3.2. Experimental data
Data is acquired with the same spiral trajectory as the numerical phantom, with matrix size 60 × 60 with 256 temporal frames [14]. A healthy volunteer was scanned at a Siemens 3T scanner with a 12 channel receiver headcoil. Eight fat saturation bands were used to suppress extra cranial lipids. The first repetition of the sequence is used to acquire water reference data. An axial slice of FOV= 240 mm2 was collected at TR/TE = 1500/55 ms and the scan time was 7.2 mins to collect 12 averages. The water data was processed to obtain high resolution field inhomogeneity maps and lipid and brain masks that characterize the spatial compartments as described in [17].
4. RESULTS
The results with the numerical phantom reconstructed at a grid size of 60×60 are shown in Fig. 1 and Fig. 2. The reference data is reconstructed using inverse Fourier transform of the spiral data before adding any noise or lipids or inhomogeneity distortion. The noisy data is reconsructed using the conventional pipeline of inverse Fourier transform and field inhomogeneity compensation. We observe that the algorithm with smoothness priors results in blurred edges. By contrast, the low rank prior preserves most of the fine details. This is due to the high frequency information being suppressed along with noise. Low rank prior performs with minimal loss of high frequency edge information. The spectra are denoised in both the methods but the compartmental smoothness prior still has some residual lipid peaks though it is reduced by penalizing cross talk between compartments.

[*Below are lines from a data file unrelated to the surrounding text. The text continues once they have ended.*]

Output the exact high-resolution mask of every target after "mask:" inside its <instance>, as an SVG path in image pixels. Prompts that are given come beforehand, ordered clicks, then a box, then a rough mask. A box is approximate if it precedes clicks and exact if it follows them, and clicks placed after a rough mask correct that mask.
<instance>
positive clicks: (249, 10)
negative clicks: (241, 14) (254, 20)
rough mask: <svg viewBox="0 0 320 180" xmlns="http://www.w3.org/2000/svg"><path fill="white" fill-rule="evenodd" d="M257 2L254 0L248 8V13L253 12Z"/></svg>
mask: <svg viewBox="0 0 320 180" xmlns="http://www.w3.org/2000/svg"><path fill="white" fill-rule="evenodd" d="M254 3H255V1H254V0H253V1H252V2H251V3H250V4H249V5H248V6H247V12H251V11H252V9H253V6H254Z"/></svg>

The results for the experimental data reconstructed at a grid size of 60 × 60 are shown in Fig. 3 and Fig. 4. The regularization parameters for both the regularized recovery methods were manually tuned to achieve denoising with as little smoothing of the maps as possible. The peak integral maps of NAA, Creatine, Choline, and Lipid are shown in Fig. 3 for both the methods. The data processed using the conventional pipeline (inverse Fourier transform & field inhomogeneity compensation) is shown in the first column for comparisons. We observe that this data is noisy and some of the pixels near the skull have considerable residual lipid leakage. The smoothness prior method also suffers form lipid leakage as expected, as marked by the arrows in the Fig. 3. The proposed method achieves better denoising and generates considerably improved spatial maps with spatial details, while the smoothness penalty is observed to oversmooth the data. The lipid maps show minimal lipid leakage artifacts for the proposed method. The spectra at four representative voxels marked in the reference image is shown in Fig. 4. The voxels close to the skull show lipid leakage in the conventional inverse Fourier transform reconstruction and the smoothness prior method.
5. CONCLUSION
In this paper we proposed a novel reconstruction scheme for low-rank recovery of MRSI data. We introduced a technique to learn the metabolite subspaces efficiently without imposing any prior spectral knowledge. We further demonstrated the improvement of low rank modeling of metabolite data over more popular smoothness constraint. High resolution maps are achieved while achieving denoising. This would be immensely beneficial for SNR deficient low resolution metabolic imaging.
Acknowledgments
This work is supported by grants ACS RSG-11-267-01-CCE, NSF CCF-1116067, and ONR-N000141310202.